Pero aunque la mente esté ahora sumamente activa, lo que a menudo nos falta en esta búsqueda de lo bueno es una cualidad particular del corazón que equilibre el autointerés de la mente, una cualidad que condicione a la mente a pensar de forma distinta, permitiendo al individuo reflexionar y razonar desde una perspectiva nueva y más inclusiva: colocar el interés del recurso en primer lugar, antes del interés personal. Para muchos, esto requeriría un enorme salto de consciencia. Y cuando un recurso común acaba en tragedia, la causa es frecuentemente la incapacidad de dar ese salto.

Cuando la mente no ha dado o no puede dar ese salto en la consciencia, la gestión de un recurso tiene que establecerse con negociaciones de algún tipo. Hay que establecer normas, definir límites, elegir inspectores que supervisen el recurso, determinar mecanismos de resolución de conflictos, etc. (Elinor Ostrom, junto con otras personas, ha realizado estudios y análisis de este tipo de casos, en el libro “Governing the Commons” (1990)).

La capacidad y la voluntad de la humanidad para negociar el uso de común bienes comunes está siendo puesta a prueba en la cuestión del cambio climático. El bien común en este caso es, por supuesto, el aire, el agua y la tierra de todo el planeta. Lo que está en juego es la salud, el bienestar e incluso la supervivencia de millones de personas en la tierra. Cuando tratamos con la economía de naciones y de corporaciones globales, los intereses propios llevan las riendas. Las decisiones suelen basarse en aspectos políticos y en la competencia y no en lo que sería moralmente correcto para todo el planeta. Pero nos enfrentamos al mismo dilema a escala planetaria que el ganadero con el terreno de pasto: dejar que reinen los intereses personales o esforzarnos por ejercer más autocontrol sobre el deseo humano de beneficiarse a corto plazo, a expensas de la sustentabilidad de la tierra.

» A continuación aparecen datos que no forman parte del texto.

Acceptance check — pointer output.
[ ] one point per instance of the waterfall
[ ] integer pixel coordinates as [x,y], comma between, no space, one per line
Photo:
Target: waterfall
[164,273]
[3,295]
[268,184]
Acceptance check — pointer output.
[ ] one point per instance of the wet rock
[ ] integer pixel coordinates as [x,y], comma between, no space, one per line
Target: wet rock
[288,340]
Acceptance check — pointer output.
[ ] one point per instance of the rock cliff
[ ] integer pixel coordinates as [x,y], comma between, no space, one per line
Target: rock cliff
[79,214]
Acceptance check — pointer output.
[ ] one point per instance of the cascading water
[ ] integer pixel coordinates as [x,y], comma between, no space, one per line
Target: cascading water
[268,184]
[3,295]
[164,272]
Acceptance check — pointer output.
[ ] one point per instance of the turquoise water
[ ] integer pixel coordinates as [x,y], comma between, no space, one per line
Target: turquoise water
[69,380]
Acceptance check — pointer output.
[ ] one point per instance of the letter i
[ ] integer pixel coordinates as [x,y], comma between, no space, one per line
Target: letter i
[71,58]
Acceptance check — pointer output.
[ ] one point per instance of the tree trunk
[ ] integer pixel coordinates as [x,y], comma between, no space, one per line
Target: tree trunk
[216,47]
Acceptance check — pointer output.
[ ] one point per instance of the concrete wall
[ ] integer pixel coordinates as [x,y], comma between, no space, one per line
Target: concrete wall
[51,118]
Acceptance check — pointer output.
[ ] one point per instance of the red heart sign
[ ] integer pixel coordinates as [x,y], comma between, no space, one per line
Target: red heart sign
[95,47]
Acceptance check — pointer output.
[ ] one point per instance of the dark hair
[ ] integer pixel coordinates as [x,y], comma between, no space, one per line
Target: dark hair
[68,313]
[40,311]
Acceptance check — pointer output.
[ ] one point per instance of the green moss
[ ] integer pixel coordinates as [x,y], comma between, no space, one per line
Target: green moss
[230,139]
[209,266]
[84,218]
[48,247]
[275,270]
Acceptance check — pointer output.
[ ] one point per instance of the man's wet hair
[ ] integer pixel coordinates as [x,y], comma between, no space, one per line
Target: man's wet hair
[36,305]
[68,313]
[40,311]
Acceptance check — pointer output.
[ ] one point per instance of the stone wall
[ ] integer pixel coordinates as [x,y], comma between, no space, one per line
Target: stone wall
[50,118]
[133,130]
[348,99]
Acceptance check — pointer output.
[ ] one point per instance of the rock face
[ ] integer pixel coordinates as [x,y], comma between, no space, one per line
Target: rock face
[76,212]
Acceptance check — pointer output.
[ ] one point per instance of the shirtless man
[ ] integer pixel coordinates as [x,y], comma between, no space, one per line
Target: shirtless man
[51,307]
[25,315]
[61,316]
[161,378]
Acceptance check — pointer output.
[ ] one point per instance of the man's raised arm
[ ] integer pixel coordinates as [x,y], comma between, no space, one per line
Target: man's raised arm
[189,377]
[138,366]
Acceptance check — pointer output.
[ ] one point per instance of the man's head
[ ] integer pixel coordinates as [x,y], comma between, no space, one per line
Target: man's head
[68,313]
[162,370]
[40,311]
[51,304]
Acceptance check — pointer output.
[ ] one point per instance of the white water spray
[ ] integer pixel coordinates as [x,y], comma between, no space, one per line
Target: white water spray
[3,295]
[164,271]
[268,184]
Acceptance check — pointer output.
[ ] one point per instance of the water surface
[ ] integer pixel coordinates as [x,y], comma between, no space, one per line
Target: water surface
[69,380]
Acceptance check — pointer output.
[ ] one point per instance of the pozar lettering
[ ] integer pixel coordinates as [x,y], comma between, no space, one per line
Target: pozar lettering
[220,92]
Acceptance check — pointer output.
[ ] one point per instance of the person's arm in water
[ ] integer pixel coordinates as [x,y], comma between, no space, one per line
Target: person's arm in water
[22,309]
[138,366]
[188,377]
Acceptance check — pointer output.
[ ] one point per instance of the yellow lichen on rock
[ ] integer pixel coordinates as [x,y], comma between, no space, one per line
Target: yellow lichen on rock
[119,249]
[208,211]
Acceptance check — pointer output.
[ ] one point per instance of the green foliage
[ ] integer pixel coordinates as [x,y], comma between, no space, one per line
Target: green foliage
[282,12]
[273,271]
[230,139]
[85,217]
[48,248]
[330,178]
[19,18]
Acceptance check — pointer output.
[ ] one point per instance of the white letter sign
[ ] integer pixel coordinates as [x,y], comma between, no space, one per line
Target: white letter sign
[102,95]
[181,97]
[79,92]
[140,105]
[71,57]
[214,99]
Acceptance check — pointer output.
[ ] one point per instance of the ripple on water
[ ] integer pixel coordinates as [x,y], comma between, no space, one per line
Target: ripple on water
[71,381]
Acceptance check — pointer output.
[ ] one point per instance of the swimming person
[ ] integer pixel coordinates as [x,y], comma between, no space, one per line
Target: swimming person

En última instancia, el hecho de que un bien común se mantenga adecuadamente para servir a una necesidad humana o se explote para obtener beneficios personales y por ende acabe en tragedia, no depende tanto de adoptar una lista de normas y reglamentos; depende de actuar en un estado de consciencia despierta. Cada lucha con la administración de un bien común –como se ha visto recientemente en la conferencia de Naciones Unidas en Copenhague el 2009 sobre el cambio climático– parece una prueba para ver si los seres humanos están preparados y dispuestos a adaptarse a la nueva consciencia Acuariana de compartir, buena voluntad y servicio abnegado. A primera vista, el resultado de Copenhague parece sugerir que siguen imperando los interese personales. Sin embargo, un análisis más profundo revela que ahora se evidencia también un estado de consciencia despierta. El hecho de que muchos de los representantes de todos los países del mundo se reunieran debido a una preocupación común por el cambio climático mundial (un bien común mundial) demuestra que está apareciendo una capacidad mental global. Indica que los seres humanos están empezando lenta pero seguramente a reconocer y adaptarse a la consciencia Acuariana de compartir y buena voluntad. Y allí donde los valores espirituales Acuarianos influencien la administración de los bienes comunes –local o mundialmente– veremos buena salud y sostenibilidad, y se evitará la tragedia.

BUENA VOLUNTAD ES… una expresión viva de síntesis.